Manoel Theatre enters second phase of restoration
Restoration work on the proscenium arch of the Manoel Theatre and on boxes on the left hand side of the theatre starts today. At a brief ceremony that inaugurated the second phase of the theatre's restoration yesterday evening, Manoel Theatre chairman...
Restoration work on the proscenium arch of the Manoel Theatre and on boxes on the left hand side of the theatre starts today.
At a brief ceremony that inaugurated the second phase of the theatre's restoration yesterday evening, Manoel Theatre chairman Wilfred Kenely said that Sante Guido and his team of restorers, who had been entrusted with the first phase of restoration that ended before the start of the theatrical season last September, will also be responsible for the second phase.
Mr Kenely said that like last year, restoration work was this year starting just a few days after the last performance of the season. He said 49,000 people had visited the theatre since the first phase of restoration was completed last September. Apart from theatre audiences in the evening, many people including tourists had viewed the Manoel in the morning.
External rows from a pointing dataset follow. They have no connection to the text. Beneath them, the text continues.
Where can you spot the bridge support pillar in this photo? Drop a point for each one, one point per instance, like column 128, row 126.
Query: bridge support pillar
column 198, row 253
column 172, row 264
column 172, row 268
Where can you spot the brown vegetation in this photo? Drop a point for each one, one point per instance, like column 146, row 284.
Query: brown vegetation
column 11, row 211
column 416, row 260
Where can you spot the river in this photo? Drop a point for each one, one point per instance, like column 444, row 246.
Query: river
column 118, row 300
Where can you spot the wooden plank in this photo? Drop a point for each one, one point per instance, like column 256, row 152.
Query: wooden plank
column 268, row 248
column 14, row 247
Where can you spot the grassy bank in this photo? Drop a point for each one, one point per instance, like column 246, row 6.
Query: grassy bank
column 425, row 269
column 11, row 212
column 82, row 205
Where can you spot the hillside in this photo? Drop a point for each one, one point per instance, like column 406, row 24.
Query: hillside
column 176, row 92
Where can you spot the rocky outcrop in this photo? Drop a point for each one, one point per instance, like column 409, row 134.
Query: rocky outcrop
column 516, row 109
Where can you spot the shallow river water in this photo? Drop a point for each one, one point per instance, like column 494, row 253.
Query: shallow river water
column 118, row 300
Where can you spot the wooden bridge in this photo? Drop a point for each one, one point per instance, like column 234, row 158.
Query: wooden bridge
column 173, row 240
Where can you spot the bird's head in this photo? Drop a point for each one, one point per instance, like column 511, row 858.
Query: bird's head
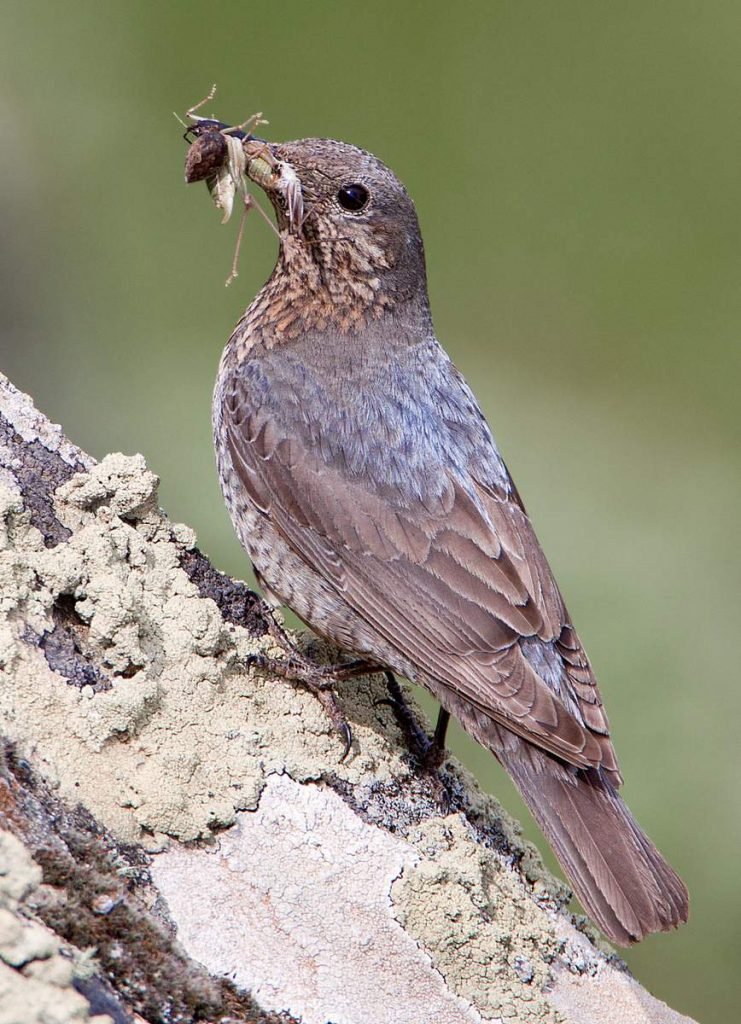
column 342, row 211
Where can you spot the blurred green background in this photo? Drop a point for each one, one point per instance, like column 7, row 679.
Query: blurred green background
column 575, row 168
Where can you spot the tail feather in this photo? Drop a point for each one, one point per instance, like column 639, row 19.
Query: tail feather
column 618, row 875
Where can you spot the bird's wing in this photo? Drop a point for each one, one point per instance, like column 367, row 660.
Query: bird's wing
column 453, row 583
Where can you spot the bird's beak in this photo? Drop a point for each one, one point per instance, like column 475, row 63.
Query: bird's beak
column 276, row 177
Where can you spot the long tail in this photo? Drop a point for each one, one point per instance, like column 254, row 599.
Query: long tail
column 618, row 875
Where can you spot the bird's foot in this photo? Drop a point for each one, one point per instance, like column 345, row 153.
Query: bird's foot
column 318, row 679
column 429, row 753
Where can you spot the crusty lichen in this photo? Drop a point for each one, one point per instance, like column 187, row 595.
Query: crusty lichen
column 185, row 735
column 35, row 977
column 182, row 736
column 473, row 916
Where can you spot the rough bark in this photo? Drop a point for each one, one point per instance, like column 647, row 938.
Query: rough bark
column 179, row 840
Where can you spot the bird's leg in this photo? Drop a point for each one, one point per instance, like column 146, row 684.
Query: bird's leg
column 318, row 679
column 430, row 753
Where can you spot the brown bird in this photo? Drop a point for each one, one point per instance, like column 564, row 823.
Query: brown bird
column 363, row 481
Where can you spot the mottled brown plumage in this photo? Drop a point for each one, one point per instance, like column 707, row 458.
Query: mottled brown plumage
column 364, row 483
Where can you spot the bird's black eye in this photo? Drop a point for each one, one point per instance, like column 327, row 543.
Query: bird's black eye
column 353, row 198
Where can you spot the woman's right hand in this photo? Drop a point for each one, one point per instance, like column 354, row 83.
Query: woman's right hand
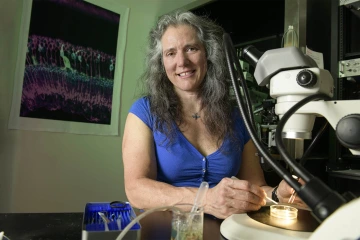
column 232, row 196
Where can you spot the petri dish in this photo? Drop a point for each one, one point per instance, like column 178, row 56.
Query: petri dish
column 283, row 212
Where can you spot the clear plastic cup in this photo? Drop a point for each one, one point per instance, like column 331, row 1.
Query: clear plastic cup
column 187, row 225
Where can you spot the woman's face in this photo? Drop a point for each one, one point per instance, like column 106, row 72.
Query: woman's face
column 184, row 58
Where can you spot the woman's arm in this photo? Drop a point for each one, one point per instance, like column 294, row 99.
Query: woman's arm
column 140, row 170
column 252, row 171
column 250, row 168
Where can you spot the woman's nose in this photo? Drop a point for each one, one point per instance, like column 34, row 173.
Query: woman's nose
column 182, row 59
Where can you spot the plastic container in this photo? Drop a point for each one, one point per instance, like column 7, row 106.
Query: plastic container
column 119, row 214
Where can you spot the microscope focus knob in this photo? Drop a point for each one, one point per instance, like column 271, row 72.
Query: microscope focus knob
column 306, row 78
column 348, row 131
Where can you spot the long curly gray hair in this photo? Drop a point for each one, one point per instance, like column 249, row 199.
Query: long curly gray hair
column 214, row 90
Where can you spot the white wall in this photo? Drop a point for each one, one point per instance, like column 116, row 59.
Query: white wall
column 61, row 172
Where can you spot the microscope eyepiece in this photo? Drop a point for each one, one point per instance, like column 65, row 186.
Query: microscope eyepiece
column 251, row 55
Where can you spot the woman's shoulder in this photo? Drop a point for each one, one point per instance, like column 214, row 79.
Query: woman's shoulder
column 142, row 102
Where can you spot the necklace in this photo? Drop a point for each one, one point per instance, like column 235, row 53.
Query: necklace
column 195, row 116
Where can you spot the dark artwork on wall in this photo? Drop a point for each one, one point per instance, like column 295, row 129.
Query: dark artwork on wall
column 70, row 62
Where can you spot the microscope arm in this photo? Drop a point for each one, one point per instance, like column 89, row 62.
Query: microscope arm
column 343, row 116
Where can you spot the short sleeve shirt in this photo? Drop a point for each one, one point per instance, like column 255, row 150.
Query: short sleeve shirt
column 181, row 164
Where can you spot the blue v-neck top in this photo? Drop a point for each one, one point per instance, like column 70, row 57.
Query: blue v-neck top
column 181, row 164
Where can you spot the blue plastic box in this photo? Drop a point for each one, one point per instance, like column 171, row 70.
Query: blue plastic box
column 94, row 227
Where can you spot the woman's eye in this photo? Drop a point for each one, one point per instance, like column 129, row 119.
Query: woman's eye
column 191, row 49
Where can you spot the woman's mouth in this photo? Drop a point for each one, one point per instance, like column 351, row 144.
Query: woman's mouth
column 184, row 74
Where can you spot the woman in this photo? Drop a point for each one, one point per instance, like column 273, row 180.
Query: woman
column 185, row 130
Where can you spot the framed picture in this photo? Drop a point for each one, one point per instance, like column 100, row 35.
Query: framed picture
column 70, row 66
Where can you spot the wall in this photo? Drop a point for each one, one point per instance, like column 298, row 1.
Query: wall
column 61, row 172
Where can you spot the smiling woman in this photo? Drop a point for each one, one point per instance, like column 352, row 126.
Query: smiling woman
column 184, row 130
column 184, row 58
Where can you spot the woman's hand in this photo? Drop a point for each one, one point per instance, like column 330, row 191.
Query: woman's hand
column 232, row 196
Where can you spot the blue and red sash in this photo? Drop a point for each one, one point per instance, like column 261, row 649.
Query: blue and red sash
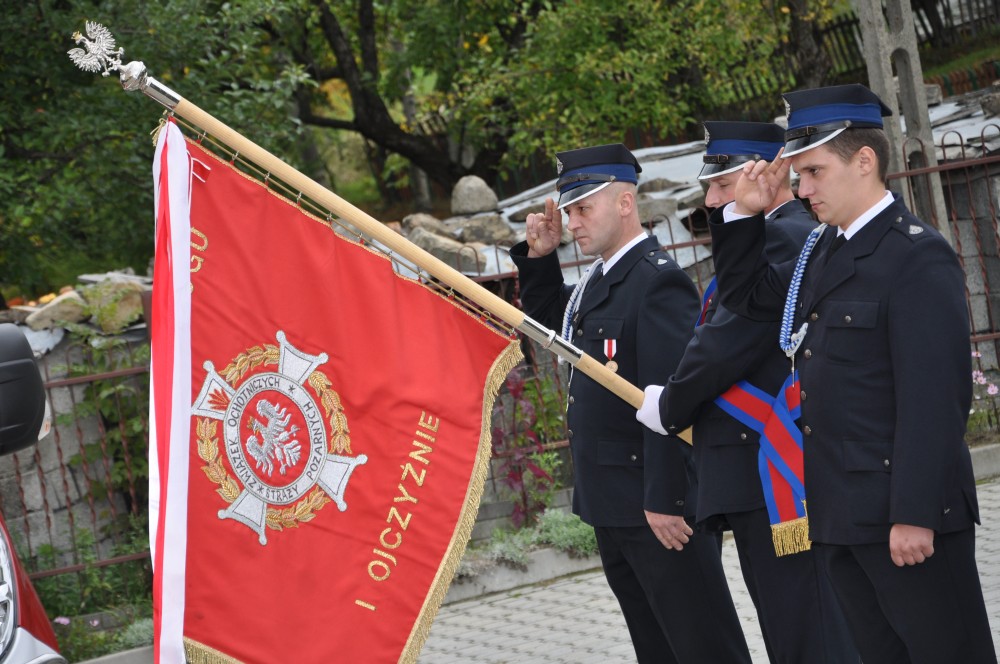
column 706, row 301
column 780, row 460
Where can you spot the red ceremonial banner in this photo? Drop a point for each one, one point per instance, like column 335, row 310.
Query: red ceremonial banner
column 336, row 438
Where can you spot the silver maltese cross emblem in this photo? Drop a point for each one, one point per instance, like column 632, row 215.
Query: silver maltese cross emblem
column 271, row 422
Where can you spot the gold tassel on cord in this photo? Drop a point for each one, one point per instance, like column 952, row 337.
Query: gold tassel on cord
column 791, row 536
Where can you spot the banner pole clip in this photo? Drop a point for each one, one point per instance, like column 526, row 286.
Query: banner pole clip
column 549, row 340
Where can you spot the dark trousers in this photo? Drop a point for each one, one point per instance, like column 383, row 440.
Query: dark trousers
column 931, row 613
column 676, row 603
column 798, row 611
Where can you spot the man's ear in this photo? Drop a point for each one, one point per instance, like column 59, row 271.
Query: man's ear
column 626, row 202
column 867, row 160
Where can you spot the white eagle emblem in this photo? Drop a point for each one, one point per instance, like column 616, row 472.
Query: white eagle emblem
column 276, row 446
column 100, row 50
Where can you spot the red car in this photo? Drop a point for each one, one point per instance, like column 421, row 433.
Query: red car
column 26, row 635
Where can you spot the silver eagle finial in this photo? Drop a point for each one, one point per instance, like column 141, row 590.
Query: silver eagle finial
column 100, row 55
column 98, row 51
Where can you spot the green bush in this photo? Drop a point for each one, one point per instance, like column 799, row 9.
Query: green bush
column 136, row 635
column 566, row 532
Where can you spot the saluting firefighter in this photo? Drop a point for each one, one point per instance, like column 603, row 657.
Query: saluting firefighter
column 731, row 373
column 875, row 319
column 634, row 309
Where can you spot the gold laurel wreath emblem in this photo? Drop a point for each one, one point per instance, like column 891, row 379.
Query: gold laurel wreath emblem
column 208, row 442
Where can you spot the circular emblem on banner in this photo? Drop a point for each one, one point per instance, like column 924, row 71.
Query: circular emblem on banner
column 275, row 438
column 285, row 436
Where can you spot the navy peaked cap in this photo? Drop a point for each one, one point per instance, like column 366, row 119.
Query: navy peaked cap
column 818, row 115
column 732, row 144
column 588, row 170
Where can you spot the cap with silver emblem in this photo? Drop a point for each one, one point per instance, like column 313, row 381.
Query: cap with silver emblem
column 588, row 170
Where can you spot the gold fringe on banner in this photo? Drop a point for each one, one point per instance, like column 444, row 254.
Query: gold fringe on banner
column 199, row 653
column 503, row 365
column 791, row 536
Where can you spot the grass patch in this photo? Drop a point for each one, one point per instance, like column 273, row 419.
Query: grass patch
column 553, row 528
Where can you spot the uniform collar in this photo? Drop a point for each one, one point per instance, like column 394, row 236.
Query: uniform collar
column 870, row 214
column 610, row 263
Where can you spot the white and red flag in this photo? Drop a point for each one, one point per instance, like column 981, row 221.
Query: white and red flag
column 319, row 425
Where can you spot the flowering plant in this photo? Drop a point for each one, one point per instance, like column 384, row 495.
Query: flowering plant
column 983, row 416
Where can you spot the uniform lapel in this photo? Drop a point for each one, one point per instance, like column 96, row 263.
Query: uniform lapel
column 840, row 267
column 594, row 297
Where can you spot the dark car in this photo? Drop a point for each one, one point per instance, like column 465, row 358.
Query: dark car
column 26, row 635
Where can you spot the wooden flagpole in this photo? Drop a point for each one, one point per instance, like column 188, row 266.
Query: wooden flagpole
column 133, row 76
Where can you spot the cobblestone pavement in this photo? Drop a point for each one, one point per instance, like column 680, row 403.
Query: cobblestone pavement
column 576, row 620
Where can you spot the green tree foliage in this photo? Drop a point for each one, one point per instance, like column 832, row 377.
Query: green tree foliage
column 451, row 86
column 75, row 152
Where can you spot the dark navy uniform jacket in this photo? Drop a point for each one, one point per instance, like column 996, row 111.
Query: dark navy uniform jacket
column 649, row 305
column 726, row 349
column 885, row 372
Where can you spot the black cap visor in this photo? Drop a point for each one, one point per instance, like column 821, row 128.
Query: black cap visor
column 721, row 164
column 575, row 194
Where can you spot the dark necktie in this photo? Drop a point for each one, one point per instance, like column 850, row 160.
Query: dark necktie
column 595, row 278
column 837, row 243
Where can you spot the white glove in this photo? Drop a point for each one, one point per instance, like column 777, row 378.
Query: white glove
column 649, row 413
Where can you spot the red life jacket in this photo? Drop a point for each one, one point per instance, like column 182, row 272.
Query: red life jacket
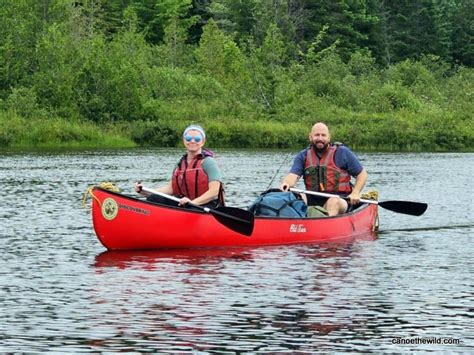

Thanking the sponsors who were acting as patrons and who were therefore making the restoration of the theatre possible, Mr Kenely said that a lift will be installed in the Manoel Theatre courtyard up to Sala Isouard while restoration works are carried out inside the theatre. He said the lift was being financed from public coffers and would be ready by September.
The government and the Manoel Theatre management were also carrying out a four-year upgrading plan that included the building of state-of-the-art rehearsal rooms behind the stage, together with new dressing rooms and other facilities, Mr Kenely said.
Explaining what the restoration of the auditorium entailed, Prof. Guido said the restoration team will, as from today, start removing layers of pollution that had accumulated along the centuries, as well as the false gold that has been applied to the gilding in past interventions.
He said the intervention made last summer to restore the 45 frontispieces on the theatre boxes involved cleaning all the layers that had been applied along the years, to bring out the original colours of the 15 landscapes and the flowers painted on the panels.
"The original gilding on the wooden panels came out beautifully after the layers were removed," he said.
The frontispieces was dismantled and work was carried out in a laboratory. This time round, restoration work has to be done on site with the help of scaffolding that will be dismantled just before the start of the next theatrical season.
Prof. Guido said the blue paint applied between the boxes will not be removed even though it is not original. "It was applied to blend with the blue seats and the seats of the theatre and since this is not a full-blown restoration of the theatre, we decided to leave it untouched," he said.
The Malta International Airport is the main sponsor of the restoration, together with the Valletta Rehabilitation Project and Din l-Art Helwa through Computime.